Stérilisations masculines et violences persistantes: leçons de l’Emergency en Inde

le Lundi 19 Mai 2025 à l’Ined de 11h30 à 12h30, en présentiel en salle Sauvy & en visioconférence via ZOOM

Stérilisations masculines et violences persistantes: leçons de l’Emergency en Inde

Intervenante : Sarah Vincent (chercheuse post-doctorante au Boston University Global Development Policy Center) ; discutante : Valentine Becquet (chercheuse Ined à l’UR15 & l’UR14, professeure à l’Ecole des Hautes Etudes en Sciences Sociales)

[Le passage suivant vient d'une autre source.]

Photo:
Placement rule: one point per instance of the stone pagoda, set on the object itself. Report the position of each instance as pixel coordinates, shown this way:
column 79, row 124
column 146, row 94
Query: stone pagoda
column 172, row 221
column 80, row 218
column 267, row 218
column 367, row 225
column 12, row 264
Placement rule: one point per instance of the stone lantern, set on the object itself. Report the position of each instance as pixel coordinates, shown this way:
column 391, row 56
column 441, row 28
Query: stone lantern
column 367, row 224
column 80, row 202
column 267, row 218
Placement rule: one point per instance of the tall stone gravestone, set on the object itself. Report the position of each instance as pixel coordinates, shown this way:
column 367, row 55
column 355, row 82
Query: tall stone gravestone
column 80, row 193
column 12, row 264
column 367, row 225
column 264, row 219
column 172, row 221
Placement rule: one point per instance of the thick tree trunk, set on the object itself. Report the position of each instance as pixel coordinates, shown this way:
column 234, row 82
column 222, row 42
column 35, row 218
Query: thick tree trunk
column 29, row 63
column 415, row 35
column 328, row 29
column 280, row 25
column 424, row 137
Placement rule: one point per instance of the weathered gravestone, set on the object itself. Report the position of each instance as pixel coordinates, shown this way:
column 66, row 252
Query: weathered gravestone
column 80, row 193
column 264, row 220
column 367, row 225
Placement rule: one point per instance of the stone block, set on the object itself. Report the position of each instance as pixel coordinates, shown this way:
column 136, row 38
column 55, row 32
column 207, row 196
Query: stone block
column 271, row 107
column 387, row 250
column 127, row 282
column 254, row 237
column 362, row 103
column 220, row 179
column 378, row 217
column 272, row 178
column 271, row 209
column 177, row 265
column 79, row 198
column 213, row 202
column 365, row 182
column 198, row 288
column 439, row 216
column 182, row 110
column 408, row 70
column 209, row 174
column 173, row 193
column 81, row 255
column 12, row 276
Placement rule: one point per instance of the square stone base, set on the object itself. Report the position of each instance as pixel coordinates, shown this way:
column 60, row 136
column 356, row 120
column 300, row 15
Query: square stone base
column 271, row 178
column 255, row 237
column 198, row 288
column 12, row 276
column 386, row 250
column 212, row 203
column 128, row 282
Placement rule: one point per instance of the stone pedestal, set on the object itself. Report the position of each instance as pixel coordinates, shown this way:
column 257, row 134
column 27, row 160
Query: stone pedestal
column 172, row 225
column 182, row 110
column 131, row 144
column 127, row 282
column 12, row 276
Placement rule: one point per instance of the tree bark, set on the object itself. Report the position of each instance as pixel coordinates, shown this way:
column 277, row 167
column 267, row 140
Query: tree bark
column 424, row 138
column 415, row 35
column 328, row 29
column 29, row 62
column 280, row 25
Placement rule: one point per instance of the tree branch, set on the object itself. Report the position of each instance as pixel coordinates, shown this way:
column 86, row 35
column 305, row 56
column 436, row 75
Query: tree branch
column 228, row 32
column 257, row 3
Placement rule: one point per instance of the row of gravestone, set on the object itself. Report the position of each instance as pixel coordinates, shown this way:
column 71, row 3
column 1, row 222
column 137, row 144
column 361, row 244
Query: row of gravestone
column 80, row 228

Dans quelle mesure les politiques publiques à caractère coercitif ou autoritaire peuvent-elles engendrer des dynamiques de violence ? Cet article étudie l’impact d’un programme de stérilisations masculines imposé par le gouvernement en Inde sur l’augmentation de la violence. Lancé en avril 1976, le programme ciblait principalement les hommes et a connu une mise en œuvre géograhique hétérogène à travers l’Inde sur une période de 10 mois. En utilisant diverses enquêtes de ménages et de nouvelles sources de données historiques numérisées, nous examinons si le programme a déclenché des effets inattendus sur la violence, mesurée par les taux de criminalité. Nous exploitons la variation géographique de l’intensité de la coercition et comparons les districts ayant été peu et beaucoup exposés à la coercition, avant et après le programme. Nous constatons qu’une augmentation de l’exposition au programme a entraîné une augmentation des taux de criminalité violente de 8.6\% pour le district ayant été "moyennement" exposé à la coercition, augmentation qui persiste dans le temps. Les crimes violents contre les femmes expliquent principalement cette hausse des taux de criminalité, les viols augmentant de 32% pour le district moyen. Nous constatons que le programme n’a pas été efficace pour réduire la fertilité, ce qui nous amène à émettre l’hypothèse qu’un programme de stérilisation forcée ciblant les hommes pourrait augmenter la violence contre les femmes par deux principaux canaux : le programme induisant un traumatisme et impactant les perceptions de la masculinité. Conformément à ces canaux, nous observons que les districts avec une forte intensité de coercition sont associés avec des normes de genre plus inégalitaires: des niveaux plus élevés et une plus grande acceptation de la violence conjugale, un pouvoir de négociation plus faible des femmes et une adoption plus faible de la contraception. 

Biographie de Sarah Vincent :

Sarah Vincent est chercheuse postdoctorante au Boston University Global  Development Policy Center.  Économiste spécialisée en microéconomie  appliquée, elle s’intéresse aux déterminants et aux conséquences des  normes de genre et des violences basées sur le genre.  Ses recherches se situent à la croisée de l’histoire économique, de la  santé reproductive et du développement international.